Building Production-Grade AutoML Pipelines with AutoGluon

Overview

In this tutorial, we build a production-grade tabular machine learning pipeline using AutoGluon, processing a real-world mixed-type dataset from raw ingestion to deployment-ready artifacts.

Setting Up the Environment

We start by installing the required libraries:

!pip -q install -U "autogluon==1.5.0" "scikit-learn>=1.3" "pandas>=2.0" "numpy>=1.24"

And configuring necessary imports:

import os, time, json, warnings
warnings.filterwarnings("ignore")
 
import numpy as np
import pandas as pd
 
from sklearn.model_selection import train_test_split
from sklearn.metrics import roc_auc_score, log_loss, accuracy_score, classification_report
from autogluon.tabular import TabularPredictor

Preparing the Dataset

Using fetch_openml(), we load a real-world dataset:

df = fetch_openml(data_id=40945, as_frame=True).frame
 
target = "survived"
df[target] = df[target].astype(int)
 
drop_cols = [c for c in ["boat", "body", "home.dest"] if c in df.columns]
df = df.drop(columns=drop_cols, errors="ignore")
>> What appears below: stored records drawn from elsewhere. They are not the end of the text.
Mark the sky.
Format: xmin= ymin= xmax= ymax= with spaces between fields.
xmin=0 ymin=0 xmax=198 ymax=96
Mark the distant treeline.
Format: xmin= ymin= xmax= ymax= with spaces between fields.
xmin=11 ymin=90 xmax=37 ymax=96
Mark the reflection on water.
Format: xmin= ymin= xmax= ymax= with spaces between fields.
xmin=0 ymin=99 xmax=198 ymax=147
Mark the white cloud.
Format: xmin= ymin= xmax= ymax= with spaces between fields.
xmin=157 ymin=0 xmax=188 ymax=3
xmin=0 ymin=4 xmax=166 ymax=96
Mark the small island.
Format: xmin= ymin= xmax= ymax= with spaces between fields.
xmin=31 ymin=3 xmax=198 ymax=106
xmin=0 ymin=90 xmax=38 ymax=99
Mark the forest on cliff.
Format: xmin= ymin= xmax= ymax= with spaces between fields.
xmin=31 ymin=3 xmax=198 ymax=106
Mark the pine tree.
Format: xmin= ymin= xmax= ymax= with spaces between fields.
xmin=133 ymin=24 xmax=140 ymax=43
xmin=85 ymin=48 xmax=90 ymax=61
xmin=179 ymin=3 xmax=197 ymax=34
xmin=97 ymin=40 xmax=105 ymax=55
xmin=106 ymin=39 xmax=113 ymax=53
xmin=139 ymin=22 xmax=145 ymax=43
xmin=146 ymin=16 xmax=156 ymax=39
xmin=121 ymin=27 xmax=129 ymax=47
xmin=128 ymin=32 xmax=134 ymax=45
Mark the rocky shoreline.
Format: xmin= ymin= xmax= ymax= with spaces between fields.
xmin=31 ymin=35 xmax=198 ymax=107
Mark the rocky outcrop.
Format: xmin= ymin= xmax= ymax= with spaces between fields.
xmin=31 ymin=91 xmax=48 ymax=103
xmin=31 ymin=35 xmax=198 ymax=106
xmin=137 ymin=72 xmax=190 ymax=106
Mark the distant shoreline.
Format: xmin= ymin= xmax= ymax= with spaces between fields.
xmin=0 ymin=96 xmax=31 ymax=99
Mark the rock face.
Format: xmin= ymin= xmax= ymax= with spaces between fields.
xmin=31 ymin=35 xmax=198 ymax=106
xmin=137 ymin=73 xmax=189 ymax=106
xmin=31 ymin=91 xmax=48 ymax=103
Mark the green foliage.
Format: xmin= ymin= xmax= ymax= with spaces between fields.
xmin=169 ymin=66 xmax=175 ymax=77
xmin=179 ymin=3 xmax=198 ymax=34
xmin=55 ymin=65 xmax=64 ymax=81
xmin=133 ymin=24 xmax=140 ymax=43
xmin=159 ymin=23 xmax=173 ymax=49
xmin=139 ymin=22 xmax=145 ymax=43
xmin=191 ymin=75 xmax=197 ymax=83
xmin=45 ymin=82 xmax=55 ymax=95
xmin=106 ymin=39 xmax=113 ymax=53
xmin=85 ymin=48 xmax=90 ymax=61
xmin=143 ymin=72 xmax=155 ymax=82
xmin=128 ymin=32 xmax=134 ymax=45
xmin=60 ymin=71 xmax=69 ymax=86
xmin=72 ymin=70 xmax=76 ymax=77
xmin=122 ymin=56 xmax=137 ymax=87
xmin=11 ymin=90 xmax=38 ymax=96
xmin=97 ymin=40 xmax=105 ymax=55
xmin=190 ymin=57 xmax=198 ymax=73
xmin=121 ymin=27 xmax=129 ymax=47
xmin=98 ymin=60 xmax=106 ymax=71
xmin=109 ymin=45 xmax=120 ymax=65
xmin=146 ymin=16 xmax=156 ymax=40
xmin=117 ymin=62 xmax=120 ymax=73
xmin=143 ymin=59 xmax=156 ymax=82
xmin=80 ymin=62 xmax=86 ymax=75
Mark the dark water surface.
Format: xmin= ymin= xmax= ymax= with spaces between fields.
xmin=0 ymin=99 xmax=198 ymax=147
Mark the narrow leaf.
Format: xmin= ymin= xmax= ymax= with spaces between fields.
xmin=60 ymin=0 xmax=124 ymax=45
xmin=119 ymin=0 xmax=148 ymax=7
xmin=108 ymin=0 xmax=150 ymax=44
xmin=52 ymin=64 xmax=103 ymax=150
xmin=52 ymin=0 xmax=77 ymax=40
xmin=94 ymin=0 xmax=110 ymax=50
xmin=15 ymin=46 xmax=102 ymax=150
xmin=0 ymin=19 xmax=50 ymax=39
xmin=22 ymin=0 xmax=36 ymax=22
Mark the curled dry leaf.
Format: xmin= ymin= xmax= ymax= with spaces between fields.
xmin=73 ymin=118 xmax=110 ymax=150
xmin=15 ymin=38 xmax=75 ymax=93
We validate the dataset and perform a stratified train-test split:

train_df, test_df = train_test_split(
   df,
   test_size=0.2,
   random_state=42,
   stratify=df[target],
)

Model Initialization

We check for GPU availability to select the training preset:

def has_gpu():
   try:
       import torch
       return torch.cuda.is_available()
   except Exception:
       return False
 
presets = "extreme" if has_gpu() else "best_quality"
 
predictor = TabularPredictor(
   label=target,
   eval_metric="roc_auc",
   path="/content/autogluon_titanic_advanced",
   verbosity=2
)

Training the Model

Next, we fit the predictor:

start = time.time()
predictor.fit(
   train_data=train_df,
   presets=presets,
   time_limit=7 * 60,
   num_bag_folds=5,
   num_stack_levels=2,
   refit_full=False
)
train_time = time.time() - start
print(f"\nTraining done in {train_time:.1f}s with presets='{presets}'")

Evaluating the Model

Using the test set, we evaluate our model and generate key metrics:

lb = predictor.leaderboard(test_df, silent=True)
print("
=== Leaderboard (top 15) ===")
display(lb.head(15))
 
proba = predictor.predict_proba(test_df)
pred = predictor.predict(test_df)

Analyzing Model Behavior

We can perform group analysis and feature importance evaluation:

fi = predictor.feature_importance(test_df, silent=True)
print("\n=== Feature importance (top 20) ===")
display(fi.head(20))

Optimizing for Inference

We can collapse bagged models for faster inference:

refit_map = predictor.refit_full()
print(f"\nrefit_full completed in {t_refit:.1f}s")
 
lb_full = predictor.leaderboard(test_df, silent=True)
print("
=== Leaderboard after refit_full (top 15) ===")
display(lb_full.head(15))

Conclusion

By implementing an end-to-end workflow with AutoGluon, we can efficiently manage raw tabular data, ensuring it is ready for production with high performance and reliability.